Choctaw considers limiting public comments
City Council debates meeting restrictions for non-residents
At last week’s regular meeting, Choctaw City Council weighed the possibility of limiting public comments to residents of the city.
Some city officials say they hope to limit public comments to residents and people doing business in or with the City of Choctaw, and only allow comments from visitors with City Council approval.
“I want to hear from the people of Choctaw,” said mayor Randy Ross. “I want to hear from the people I represent.”
The city currently limits public comments to three minutes per speaker on items not included on that night’s agenda. Time is allotted at the beginning of each meeting for these comments.
Any other comments from the public must be made during public hearings scheduled on the agenda.
Members of the public hoping to speak must fill out a form listing their name and home address.
Mayor Ross didn’t find unanimous support for the agenda item he requested for the Jan. 17 agenda as the council seemed divided in discussions that will continue at the next meeting.
City Councilman Chad Williams didn’t show support for more restrictive public comment rules, and spoke in opposition of the standing restrictions.
If there’s no public hearing on an agenda item then the public isn’t allowed to comment on the subject under the current rule, explained Williams.
“This particular resolution isn’t a public hearing so there’s no public comment allowed about this resolution,” said Williams. “This doesn’t make any sense.”
Some city officials say public comments aren’t required at these meetings, and the proposed rule change has been inspired by recent changes in other cities to limit detractors.
Last month Midwest City moved to make a rule change, like the one Choctaw is contemplating, after a six-hour meeting related to the Oklahoma County Criminal Justice Advisory Council.
The only long-time members of Choctaw City Council in attendance, mayor Ross and City Councilman Steve Krieske, referenced past meetings when protestors held up city business for hours.
Two recent periods when Choctaw City Council meetings were taken up by vocal protestors was when the Kickapoo Turnpike was announced and when COVID-19 regulations were being discussed.
“We had protestors from everywhere when there was a turnpike being built that didn’t even touch our city limits,” said Ross. “Then we moved to the mask debate.”

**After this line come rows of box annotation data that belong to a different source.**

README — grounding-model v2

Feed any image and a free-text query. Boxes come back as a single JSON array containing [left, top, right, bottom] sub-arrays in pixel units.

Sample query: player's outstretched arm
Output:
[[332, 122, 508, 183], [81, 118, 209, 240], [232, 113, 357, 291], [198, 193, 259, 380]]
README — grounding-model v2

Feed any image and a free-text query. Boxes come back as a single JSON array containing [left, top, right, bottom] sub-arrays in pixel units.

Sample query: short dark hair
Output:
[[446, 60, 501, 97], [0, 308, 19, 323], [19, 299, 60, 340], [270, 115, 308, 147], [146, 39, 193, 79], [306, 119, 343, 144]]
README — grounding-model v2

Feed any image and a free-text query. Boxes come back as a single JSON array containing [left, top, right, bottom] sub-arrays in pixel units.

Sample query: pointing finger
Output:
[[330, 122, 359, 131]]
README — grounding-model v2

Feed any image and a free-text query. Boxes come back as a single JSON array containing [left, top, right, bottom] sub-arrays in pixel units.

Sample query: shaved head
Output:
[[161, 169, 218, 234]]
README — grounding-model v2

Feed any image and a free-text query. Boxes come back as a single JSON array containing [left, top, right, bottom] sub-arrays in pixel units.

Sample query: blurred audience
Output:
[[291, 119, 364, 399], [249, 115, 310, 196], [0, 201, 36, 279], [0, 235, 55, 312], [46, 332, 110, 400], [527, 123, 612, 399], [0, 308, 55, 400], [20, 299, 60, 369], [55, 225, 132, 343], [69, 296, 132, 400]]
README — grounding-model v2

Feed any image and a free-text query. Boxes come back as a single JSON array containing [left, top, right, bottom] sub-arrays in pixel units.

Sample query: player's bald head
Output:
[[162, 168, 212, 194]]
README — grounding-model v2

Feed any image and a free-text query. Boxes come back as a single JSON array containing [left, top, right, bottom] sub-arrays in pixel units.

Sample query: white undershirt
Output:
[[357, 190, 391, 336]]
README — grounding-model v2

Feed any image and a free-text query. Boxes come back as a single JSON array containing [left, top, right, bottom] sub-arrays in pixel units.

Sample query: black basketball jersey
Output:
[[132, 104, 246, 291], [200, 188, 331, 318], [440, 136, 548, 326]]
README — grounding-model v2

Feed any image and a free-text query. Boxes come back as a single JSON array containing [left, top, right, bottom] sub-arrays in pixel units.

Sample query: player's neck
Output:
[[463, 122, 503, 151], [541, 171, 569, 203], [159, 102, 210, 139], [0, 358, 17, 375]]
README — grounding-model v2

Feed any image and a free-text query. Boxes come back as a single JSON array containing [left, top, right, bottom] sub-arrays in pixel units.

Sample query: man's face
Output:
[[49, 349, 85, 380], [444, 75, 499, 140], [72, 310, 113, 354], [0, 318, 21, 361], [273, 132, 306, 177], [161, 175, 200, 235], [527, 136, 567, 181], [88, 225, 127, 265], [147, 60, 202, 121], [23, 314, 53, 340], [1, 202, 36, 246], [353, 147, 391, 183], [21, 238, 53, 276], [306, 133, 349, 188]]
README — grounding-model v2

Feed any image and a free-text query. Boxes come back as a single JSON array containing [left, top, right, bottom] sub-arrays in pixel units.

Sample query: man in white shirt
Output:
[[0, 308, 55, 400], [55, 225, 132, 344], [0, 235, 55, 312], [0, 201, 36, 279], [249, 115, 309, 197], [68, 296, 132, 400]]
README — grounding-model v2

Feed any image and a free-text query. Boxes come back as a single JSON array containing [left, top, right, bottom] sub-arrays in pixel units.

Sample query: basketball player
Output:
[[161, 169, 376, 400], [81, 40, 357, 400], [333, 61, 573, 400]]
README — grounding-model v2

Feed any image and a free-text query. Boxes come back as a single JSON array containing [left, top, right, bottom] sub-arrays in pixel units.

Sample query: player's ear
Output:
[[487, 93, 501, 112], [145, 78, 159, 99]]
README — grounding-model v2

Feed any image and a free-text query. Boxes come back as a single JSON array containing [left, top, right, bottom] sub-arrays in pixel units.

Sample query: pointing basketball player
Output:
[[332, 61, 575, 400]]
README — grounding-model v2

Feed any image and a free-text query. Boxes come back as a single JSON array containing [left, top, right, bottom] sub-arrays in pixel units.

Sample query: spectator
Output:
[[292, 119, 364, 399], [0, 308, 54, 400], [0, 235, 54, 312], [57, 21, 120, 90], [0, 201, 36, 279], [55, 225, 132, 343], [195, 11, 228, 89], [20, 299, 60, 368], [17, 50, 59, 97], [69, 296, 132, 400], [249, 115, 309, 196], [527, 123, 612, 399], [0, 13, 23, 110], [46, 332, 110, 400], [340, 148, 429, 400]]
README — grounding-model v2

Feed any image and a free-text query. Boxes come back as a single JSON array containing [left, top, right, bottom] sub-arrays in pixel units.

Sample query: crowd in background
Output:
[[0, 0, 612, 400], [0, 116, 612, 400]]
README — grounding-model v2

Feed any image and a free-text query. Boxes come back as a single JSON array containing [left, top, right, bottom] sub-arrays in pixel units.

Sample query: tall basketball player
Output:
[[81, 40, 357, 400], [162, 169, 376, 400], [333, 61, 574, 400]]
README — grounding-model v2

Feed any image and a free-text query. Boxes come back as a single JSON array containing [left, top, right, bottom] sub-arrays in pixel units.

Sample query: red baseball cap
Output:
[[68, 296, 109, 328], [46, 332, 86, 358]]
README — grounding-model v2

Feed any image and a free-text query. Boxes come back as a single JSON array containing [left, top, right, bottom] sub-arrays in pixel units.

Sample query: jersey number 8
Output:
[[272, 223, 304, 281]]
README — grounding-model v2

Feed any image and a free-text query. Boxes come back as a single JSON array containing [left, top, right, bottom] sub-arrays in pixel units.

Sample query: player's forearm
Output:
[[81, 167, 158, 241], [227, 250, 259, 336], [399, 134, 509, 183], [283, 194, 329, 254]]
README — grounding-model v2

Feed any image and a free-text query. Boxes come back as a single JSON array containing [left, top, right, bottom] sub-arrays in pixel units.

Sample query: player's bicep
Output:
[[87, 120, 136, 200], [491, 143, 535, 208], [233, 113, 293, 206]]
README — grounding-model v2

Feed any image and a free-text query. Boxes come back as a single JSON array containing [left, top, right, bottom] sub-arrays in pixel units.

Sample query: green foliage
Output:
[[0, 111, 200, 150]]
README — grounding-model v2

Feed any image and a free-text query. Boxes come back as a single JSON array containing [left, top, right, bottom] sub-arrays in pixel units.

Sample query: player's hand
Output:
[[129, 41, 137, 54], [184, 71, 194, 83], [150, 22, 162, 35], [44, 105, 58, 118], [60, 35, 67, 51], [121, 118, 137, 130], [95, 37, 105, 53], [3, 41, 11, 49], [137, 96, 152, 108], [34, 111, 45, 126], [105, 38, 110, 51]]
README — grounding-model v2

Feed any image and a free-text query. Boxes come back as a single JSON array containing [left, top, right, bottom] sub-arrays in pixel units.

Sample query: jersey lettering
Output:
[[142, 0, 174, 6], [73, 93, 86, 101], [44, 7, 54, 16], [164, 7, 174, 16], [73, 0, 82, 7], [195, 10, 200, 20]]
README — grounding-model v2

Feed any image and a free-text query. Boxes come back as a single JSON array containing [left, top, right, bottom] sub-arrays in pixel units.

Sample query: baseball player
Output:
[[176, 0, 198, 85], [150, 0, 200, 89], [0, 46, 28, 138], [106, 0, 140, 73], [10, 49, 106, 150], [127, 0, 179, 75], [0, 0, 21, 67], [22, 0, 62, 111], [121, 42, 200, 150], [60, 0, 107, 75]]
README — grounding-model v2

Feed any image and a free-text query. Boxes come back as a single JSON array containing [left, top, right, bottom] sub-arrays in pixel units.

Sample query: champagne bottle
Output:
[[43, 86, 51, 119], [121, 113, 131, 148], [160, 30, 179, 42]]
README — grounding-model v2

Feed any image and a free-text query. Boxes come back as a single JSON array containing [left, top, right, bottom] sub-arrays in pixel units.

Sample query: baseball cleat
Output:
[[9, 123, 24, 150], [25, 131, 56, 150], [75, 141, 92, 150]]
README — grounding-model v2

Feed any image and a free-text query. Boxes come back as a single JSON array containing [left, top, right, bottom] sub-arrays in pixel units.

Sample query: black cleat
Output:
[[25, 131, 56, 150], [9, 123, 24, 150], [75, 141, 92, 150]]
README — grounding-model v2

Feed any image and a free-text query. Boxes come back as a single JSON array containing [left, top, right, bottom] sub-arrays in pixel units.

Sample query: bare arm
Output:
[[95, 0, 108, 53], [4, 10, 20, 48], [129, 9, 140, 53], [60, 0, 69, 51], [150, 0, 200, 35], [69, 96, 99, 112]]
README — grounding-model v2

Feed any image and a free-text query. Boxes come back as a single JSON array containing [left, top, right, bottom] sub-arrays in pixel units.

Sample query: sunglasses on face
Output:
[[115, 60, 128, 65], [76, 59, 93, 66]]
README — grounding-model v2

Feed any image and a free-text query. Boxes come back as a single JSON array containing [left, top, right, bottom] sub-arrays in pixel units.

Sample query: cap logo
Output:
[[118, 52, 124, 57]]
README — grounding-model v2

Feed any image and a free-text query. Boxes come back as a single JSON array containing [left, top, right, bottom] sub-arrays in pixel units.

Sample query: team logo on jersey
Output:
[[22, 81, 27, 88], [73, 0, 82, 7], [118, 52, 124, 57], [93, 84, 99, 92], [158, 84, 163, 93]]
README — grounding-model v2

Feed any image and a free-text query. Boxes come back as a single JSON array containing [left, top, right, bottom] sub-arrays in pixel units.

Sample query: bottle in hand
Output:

Krieske agreed aggressive outside voices had previously taken up time and energy of Choctaw officials meant for residents of the city.

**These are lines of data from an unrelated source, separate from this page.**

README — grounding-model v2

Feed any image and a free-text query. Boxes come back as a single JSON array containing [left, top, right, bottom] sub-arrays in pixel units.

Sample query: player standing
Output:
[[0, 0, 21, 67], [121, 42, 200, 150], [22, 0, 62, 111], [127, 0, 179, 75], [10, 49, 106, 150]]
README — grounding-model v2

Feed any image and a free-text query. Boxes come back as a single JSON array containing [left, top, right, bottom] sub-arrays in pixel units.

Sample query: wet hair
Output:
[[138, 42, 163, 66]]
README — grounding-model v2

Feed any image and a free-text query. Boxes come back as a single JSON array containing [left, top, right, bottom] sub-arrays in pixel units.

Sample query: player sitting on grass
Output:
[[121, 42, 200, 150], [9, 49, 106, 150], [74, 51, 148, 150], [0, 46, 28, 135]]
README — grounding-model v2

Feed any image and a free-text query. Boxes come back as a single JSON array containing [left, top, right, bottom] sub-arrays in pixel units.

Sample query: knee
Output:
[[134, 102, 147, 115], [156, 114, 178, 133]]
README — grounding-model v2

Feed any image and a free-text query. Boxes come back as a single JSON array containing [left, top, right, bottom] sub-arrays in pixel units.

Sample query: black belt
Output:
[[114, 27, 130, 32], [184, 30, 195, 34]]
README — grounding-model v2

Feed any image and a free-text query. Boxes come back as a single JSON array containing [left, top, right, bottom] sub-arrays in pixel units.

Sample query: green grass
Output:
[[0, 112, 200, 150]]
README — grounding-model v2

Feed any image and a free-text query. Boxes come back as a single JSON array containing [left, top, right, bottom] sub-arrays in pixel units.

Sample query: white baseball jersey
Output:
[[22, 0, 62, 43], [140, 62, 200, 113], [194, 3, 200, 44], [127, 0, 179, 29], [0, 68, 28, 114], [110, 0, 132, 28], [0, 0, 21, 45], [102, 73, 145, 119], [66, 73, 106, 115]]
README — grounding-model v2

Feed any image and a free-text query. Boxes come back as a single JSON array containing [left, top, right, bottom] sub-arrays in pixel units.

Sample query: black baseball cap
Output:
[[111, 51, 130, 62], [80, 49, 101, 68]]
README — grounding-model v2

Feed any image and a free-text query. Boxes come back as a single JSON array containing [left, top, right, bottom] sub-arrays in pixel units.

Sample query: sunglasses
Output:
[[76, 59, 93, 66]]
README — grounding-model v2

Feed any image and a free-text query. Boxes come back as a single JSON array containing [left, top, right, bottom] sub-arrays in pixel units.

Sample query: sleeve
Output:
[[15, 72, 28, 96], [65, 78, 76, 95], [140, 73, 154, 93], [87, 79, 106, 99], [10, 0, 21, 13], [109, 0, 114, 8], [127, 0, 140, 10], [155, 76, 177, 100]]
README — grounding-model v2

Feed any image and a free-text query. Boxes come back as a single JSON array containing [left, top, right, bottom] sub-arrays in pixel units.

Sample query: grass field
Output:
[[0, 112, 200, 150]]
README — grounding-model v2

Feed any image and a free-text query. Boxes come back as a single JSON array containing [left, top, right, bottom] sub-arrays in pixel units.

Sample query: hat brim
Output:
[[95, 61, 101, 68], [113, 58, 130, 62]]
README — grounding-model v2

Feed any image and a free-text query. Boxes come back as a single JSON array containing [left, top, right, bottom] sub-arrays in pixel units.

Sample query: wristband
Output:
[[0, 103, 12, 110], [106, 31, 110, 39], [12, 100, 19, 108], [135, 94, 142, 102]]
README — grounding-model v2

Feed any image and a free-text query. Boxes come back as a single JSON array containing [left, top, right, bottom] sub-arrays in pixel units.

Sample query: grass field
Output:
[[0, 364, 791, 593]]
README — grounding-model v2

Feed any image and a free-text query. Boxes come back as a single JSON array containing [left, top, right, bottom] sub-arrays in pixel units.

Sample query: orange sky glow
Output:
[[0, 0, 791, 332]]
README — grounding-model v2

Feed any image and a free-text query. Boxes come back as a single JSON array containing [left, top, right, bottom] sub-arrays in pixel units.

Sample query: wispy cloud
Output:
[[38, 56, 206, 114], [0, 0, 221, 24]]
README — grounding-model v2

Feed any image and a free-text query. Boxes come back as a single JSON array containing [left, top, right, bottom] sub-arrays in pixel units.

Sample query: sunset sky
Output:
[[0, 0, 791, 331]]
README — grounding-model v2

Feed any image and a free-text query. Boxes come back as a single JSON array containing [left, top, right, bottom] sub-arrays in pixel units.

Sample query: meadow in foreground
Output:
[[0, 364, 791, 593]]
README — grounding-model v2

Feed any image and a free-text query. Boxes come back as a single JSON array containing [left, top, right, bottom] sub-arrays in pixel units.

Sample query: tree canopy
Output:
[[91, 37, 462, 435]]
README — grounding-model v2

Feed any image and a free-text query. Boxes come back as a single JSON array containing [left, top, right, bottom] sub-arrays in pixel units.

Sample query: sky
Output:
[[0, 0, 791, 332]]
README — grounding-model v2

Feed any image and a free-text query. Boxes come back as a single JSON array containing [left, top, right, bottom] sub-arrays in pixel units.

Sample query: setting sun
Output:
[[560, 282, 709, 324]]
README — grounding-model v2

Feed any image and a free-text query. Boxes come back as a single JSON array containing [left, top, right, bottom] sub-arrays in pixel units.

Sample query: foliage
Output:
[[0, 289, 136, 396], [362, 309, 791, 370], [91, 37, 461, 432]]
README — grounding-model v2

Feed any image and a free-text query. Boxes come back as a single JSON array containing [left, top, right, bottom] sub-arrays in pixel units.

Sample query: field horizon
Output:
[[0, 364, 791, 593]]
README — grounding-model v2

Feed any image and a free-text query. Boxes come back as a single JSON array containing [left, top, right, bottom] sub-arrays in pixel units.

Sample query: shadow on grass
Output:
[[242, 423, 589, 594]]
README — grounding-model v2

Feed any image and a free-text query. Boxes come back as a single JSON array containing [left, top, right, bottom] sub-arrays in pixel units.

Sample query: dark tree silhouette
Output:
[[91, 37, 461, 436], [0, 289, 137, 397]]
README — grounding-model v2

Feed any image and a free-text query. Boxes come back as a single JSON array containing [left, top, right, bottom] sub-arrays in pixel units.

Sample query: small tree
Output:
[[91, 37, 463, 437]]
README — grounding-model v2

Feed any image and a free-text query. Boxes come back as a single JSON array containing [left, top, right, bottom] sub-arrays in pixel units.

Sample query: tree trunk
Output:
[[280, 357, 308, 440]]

“During the turnpike discussions we had folks come in from all different directions, and they were nothing but divisive,” said Krieske. “They have a voice, but it’s in their own town’s city council meetings.”

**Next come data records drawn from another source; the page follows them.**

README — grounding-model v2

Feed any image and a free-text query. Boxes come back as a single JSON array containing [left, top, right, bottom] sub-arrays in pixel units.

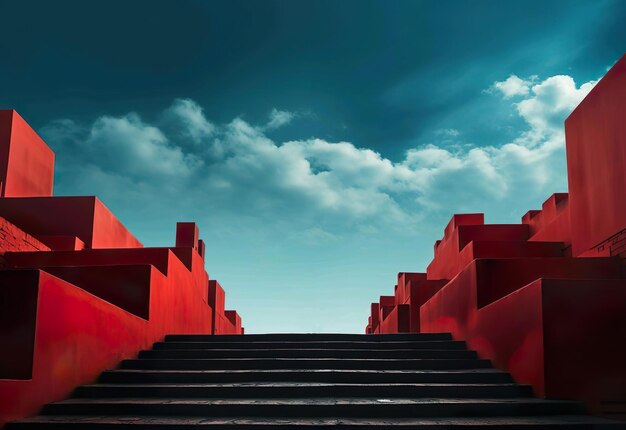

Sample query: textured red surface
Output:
[[0, 111, 243, 426], [0, 197, 142, 249], [366, 56, 626, 412], [565, 56, 626, 255], [0, 110, 54, 197]]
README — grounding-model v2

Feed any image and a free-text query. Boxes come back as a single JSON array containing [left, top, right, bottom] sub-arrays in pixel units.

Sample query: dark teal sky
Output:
[[0, 0, 626, 331]]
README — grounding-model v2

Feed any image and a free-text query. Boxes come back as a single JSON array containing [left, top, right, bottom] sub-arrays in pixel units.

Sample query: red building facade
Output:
[[366, 56, 626, 412], [0, 110, 243, 426]]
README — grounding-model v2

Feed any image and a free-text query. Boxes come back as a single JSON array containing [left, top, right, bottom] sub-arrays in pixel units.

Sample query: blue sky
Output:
[[0, 0, 626, 332]]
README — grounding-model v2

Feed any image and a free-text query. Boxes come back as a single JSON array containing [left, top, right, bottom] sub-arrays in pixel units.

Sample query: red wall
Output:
[[0, 111, 243, 427], [565, 52, 626, 255], [0, 217, 50, 269], [0, 110, 54, 197]]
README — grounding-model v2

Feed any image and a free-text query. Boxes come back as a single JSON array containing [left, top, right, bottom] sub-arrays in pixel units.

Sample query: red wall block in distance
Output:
[[0, 110, 54, 197]]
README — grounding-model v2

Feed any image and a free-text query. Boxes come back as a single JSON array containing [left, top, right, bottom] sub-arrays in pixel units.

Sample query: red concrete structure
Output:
[[366, 56, 626, 413], [0, 111, 243, 427]]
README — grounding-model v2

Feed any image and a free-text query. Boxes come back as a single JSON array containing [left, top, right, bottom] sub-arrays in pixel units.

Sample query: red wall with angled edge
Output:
[[0, 111, 243, 427], [565, 56, 626, 255], [0, 110, 54, 197]]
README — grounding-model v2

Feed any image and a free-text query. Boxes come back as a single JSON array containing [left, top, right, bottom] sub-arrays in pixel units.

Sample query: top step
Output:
[[165, 333, 452, 342]]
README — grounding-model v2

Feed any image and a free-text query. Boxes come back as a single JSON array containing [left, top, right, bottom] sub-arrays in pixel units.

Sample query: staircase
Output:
[[6, 333, 626, 430]]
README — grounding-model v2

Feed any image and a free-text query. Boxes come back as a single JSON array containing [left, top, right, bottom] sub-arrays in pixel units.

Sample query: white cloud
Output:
[[265, 108, 296, 130], [516, 75, 596, 139], [492, 75, 534, 98], [163, 99, 215, 143], [42, 72, 594, 242]]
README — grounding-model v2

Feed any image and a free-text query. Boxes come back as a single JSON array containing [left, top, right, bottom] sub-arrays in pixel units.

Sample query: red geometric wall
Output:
[[366, 56, 626, 413], [0, 111, 243, 426]]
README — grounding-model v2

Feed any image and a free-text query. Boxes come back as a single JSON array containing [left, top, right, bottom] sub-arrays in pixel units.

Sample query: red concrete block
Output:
[[370, 303, 380, 333], [0, 264, 211, 425], [37, 235, 85, 251], [443, 213, 485, 239], [426, 217, 530, 280], [198, 239, 206, 261], [208, 280, 226, 314], [42, 265, 154, 320], [176, 222, 200, 250], [0, 110, 54, 197], [378, 296, 396, 306], [522, 193, 572, 250], [224, 310, 241, 334], [565, 56, 626, 256], [380, 305, 410, 334], [0, 197, 142, 248], [421, 267, 626, 411], [5, 248, 178, 275], [0, 271, 39, 378]]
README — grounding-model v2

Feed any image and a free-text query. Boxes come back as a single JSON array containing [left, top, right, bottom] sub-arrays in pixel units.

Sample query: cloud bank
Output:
[[41, 75, 595, 244]]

City Councilwoman Donna Morris joined Williams in opposition.
“I honestly don’t see a precedent for this. To be clear, we’ve never discussed this as a council. This was brought up to be put on the agenda as a discussion item at our last meeting. I think we need more discussion on this subject,” said Morris. “The turnpike and the pandemic are extreme examples. I think it’s important to hear from the public, and I believe our three-minute rule will suffice.”
Williams moved to table any action until the first meeting of February.
Councilman Brent Pendergraft seconded the motion, and no one opposed meaning the discussion and any possible action will continue Feb. 7 at Choctaw City Hall.